Africa too Slow on Biosafety Legislation
September 21, 2007 |
Only four sub-Saharan African countries, South Africa, Zimbabwe, Sudan and Burkina Faso, have fully functional biosafety legal frameworks despite the fact that other parts of the world have been growing biotech crops for over ten years. Fifteen other Sub-Saharan countries, including Kenya, Malawi and Tanzania, have interim biosafety frameworks. Francis Nang’ayo, biosafety expert at the African Agricultural Technology Foundation (AATF), speaking during the tenth session of the Open Forum for Agricultural Biotechnology (OFAB 10) held recently in Nairobi, wondered why African states were so reluctant to enact biosafety laws, yet had signed and ratified the Cartagena Protocol on Biosafety, which mandates them to enact national biosafety legislations.

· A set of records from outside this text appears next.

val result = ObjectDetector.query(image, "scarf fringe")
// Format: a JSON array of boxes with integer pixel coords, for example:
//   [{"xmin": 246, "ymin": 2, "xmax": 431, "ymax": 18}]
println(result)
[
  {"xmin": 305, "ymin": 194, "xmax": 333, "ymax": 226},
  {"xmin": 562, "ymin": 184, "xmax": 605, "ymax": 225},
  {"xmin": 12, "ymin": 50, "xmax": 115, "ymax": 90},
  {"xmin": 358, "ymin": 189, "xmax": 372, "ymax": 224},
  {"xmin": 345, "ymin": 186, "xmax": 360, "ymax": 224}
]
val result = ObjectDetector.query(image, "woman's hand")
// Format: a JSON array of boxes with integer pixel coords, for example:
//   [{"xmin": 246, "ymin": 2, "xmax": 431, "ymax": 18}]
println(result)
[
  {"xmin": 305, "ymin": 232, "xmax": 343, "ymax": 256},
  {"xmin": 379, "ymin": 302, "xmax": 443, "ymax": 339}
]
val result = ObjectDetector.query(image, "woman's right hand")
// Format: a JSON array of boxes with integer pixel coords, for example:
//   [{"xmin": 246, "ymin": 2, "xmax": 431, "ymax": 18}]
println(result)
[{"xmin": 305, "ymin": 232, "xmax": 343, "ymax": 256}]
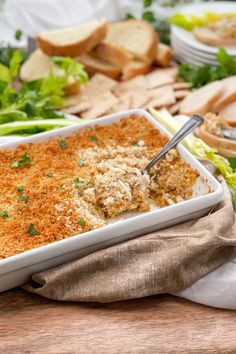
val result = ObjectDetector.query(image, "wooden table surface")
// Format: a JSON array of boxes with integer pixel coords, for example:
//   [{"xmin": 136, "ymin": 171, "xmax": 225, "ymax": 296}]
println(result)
[{"xmin": 0, "ymin": 289, "xmax": 236, "ymax": 354}]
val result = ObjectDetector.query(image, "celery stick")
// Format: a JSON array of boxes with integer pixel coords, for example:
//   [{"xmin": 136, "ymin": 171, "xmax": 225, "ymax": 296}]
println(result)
[{"xmin": 0, "ymin": 118, "xmax": 83, "ymax": 136}]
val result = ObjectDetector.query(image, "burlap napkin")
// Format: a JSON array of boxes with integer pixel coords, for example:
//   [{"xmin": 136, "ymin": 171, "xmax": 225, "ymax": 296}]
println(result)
[{"xmin": 24, "ymin": 182, "xmax": 236, "ymax": 302}]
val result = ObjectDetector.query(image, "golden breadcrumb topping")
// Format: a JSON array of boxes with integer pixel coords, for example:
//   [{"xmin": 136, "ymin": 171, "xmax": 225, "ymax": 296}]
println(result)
[{"xmin": 0, "ymin": 115, "xmax": 198, "ymax": 258}]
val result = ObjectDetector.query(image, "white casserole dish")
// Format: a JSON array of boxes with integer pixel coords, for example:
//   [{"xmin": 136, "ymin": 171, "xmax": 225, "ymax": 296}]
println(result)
[{"xmin": 0, "ymin": 109, "xmax": 223, "ymax": 292}]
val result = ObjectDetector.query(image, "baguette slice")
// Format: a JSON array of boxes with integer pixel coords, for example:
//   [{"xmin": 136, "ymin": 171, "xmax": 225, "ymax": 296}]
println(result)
[
  {"xmin": 20, "ymin": 49, "xmax": 80, "ymax": 95},
  {"xmin": 37, "ymin": 21, "xmax": 107, "ymax": 57},
  {"xmin": 92, "ymin": 39, "xmax": 133, "ymax": 69},
  {"xmin": 106, "ymin": 20, "xmax": 159, "ymax": 64},
  {"xmin": 121, "ymin": 60, "xmax": 151, "ymax": 81},
  {"xmin": 78, "ymin": 54, "xmax": 121, "ymax": 79},
  {"xmin": 155, "ymin": 43, "xmax": 173, "ymax": 68}
]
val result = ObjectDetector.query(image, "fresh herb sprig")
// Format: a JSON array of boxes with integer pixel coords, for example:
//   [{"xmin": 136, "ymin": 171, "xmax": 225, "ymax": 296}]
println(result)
[
  {"xmin": 0, "ymin": 50, "xmax": 88, "ymax": 134},
  {"xmin": 127, "ymin": 0, "xmax": 170, "ymax": 44}
]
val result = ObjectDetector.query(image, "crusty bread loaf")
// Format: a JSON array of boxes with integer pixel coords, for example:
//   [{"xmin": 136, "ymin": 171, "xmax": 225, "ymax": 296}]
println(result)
[
  {"xmin": 77, "ymin": 54, "xmax": 121, "ymax": 79},
  {"xmin": 20, "ymin": 49, "xmax": 80, "ymax": 95},
  {"xmin": 37, "ymin": 21, "xmax": 107, "ymax": 57},
  {"xmin": 106, "ymin": 20, "xmax": 159, "ymax": 64},
  {"xmin": 92, "ymin": 39, "xmax": 133, "ymax": 69},
  {"xmin": 180, "ymin": 81, "xmax": 223, "ymax": 116},
  {"xmin": 20, "ymin": 49, "xmax": 60, "ymax": 82},
  {"xmin": 155, "ymin": 43, "xmax": 173, "ymax": 68},
  {"xmin": 121, "ymin": 60, "xmax": 151, "ymax": 81}
]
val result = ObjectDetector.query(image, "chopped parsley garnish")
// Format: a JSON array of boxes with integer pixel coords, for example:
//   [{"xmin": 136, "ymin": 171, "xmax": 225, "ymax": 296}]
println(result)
[
  {"xmin": 79, "ymin": 217, "xmax": 85, "ymax": 226},
  {"xmin": 59, "ymin": 139, "xmax": 68, "ymax": 150},
  {"xmin": 90, "ymin": 135, "xmax": 98, "ymax": 143},
  {"xmin": 16, "ymin": 186, "xmax": 25, "ymax": 193},
  {"xmin": 78, "ymin": 159, "xmax": 85, "ymax": 167},
  {"xmin": 11, "ymin": 154, "xmax": 32, "ymax": 168},
  {"xmin": 27, "ymin": 224, "xmax": 39, "ymax": 236},
  {"xmin": 74, "ymin": 178, "xmax": 85, "ymax": 187},
  {"xmin": 47, "ymin": 172, "xmax": 53, "ymax": 177},
  {"xmin": 0, "ymin": 210, "xmax": 9, "ymax": 219},
  {"xmin": 18, "ymin": 195, "xmax": 29, "ymax": 202}
]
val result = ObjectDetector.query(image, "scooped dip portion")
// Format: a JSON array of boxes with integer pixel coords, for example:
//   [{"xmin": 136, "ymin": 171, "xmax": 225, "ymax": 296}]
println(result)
[{"xmin": 0, "ymin": 115, "xmax": 200, "ymax": 258}]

‘There is encouraging progress towards enactment of biosafety laws in Africa’, he noted. Even so, participants at the OFAB 10 were concerned that most states were held hostage by anti-biotech lobby groups who could easily influence them to enact stringent laws that would impede rather than facilitate biotechnology research, development and deployment” OFAB is a monthly networking and biotechnology discussion forum for scientists, regulators, policy makers, media, politicians and the public.